Auf unser Schreiben an die Landwirte habe ich nicht viele Rückmeldungen erhalten. Dies ist bei einer Einladung, den Markt zu besuchen, aber auch nicht die Erwartung. Es freut mich aber sehr, dass sich zwei Bauernfamilien gemeldet und an der Grabenstrasse einen Stand betrieben haben. Auch dieses Angebot belebt einen Markt und sorgt für die notwendige Vielfalt. Auch die Marktfahrenden an der Grabenstrasse und die Landmaschinenaussteller - Tellenbach Zuzwil, Brunner Spezialwerkstatt Rickenbach und Robert Aebi Uzwil - haben sich gefreut und erstmals oder nach jahrelanger Pause wieder teilgenommen.
Lohnt sich der Aufwand überhaupt noch? Oder hat sich der Anlass «totgelaufen»?
Ob sich der Aufwand lohnt, wird das Feedback und das Interesse der Besucherinnen und Besucher in den nächsten zwei bis drei Jahren zeigen. Die Stadt veranstaltet einen Markt und den dazugehörigen Viehmarkt insbesondere für die Menschen aus Wil und der Region.
Der Anlass ist mit Traditionen verbunden.
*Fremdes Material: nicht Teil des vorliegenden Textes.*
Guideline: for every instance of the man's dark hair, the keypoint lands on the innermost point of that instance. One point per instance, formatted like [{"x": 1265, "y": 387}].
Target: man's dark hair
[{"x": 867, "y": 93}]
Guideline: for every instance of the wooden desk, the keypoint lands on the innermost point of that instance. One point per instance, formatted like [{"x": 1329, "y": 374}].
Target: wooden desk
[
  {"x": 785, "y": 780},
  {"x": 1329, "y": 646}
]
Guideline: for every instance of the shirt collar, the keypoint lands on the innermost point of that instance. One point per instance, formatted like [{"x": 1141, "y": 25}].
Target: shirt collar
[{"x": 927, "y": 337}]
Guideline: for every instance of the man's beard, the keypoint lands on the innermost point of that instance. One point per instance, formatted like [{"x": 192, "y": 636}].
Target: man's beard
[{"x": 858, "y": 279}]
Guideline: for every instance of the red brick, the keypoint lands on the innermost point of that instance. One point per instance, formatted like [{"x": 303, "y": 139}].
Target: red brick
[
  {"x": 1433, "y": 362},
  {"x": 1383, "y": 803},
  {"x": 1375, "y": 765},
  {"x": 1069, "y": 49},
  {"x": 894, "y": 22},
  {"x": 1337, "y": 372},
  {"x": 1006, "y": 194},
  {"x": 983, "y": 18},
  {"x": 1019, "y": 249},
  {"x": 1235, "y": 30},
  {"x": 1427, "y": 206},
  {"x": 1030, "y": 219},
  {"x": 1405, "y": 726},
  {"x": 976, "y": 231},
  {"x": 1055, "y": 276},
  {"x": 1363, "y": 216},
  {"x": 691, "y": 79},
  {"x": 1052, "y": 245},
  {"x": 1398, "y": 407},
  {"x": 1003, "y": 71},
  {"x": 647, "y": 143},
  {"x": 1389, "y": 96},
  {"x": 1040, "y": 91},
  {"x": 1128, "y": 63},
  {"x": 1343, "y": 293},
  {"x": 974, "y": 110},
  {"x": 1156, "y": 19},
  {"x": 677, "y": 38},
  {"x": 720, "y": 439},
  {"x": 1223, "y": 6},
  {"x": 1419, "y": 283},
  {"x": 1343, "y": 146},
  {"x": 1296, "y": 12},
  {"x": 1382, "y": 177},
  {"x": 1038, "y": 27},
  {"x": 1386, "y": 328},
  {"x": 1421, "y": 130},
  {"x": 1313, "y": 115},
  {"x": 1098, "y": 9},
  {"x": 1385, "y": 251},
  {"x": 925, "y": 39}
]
Dennoch: Werden Sie daran festhalten? Oder wann sagt man: Es ist genug?
Der Gesamtmarkt hat Tradition und wird so schnell auch nicht verschwinden. Ohne Veränderungen an Traditionen festzuhalten, ist aber nicht unsere Absicht. Unsere Märkte machen nur Freude, wenn sie sich weiterentwickeln. Die Wiler Mai- und Othmarsmärkte werden uns alle sicher noch eine Weile erfreuen. In welcher Form der Viehmarkt Teil davon sein wird, wird sich zeigen. Wie erwähnt geben wir diesem Konzept sicher noch weitere zwei Jahre, bevor wir ein Fazit ziehen.
Weshalb ist es der Stadt Wil wichtig, am Anlass festzuhalten?
Weil der Jahrmarkt und der Viehmarkt zu vielen Begegnungen und Gesprächen führen und ein Treffpunkt für alle sind. Weil der Markt mit der Budenstadt für staunende und lachende Gesichter bei Jung und Alt sorgt. Weil es an den Ständen und auf dem Viehmarktplatz immer wieder Neues zu entdecken gibt.
Gibt es weitere Pläne, den Anlass wieder interessanter zu machen?
Natürlich. Im Team werden immer wieder neue Ideen aufgeworfen und wir freuen uns auch über Inputs aus der Bevölkerung. Es wird aber nicht von Markt zu Markt alles auf den Kopf gestellt. Änderungen müssen jeweils sinnvoll sein und ins Budget passen.
Manuela Bruhin (*1984) ist Redaktorin von «Die Ostschweiz».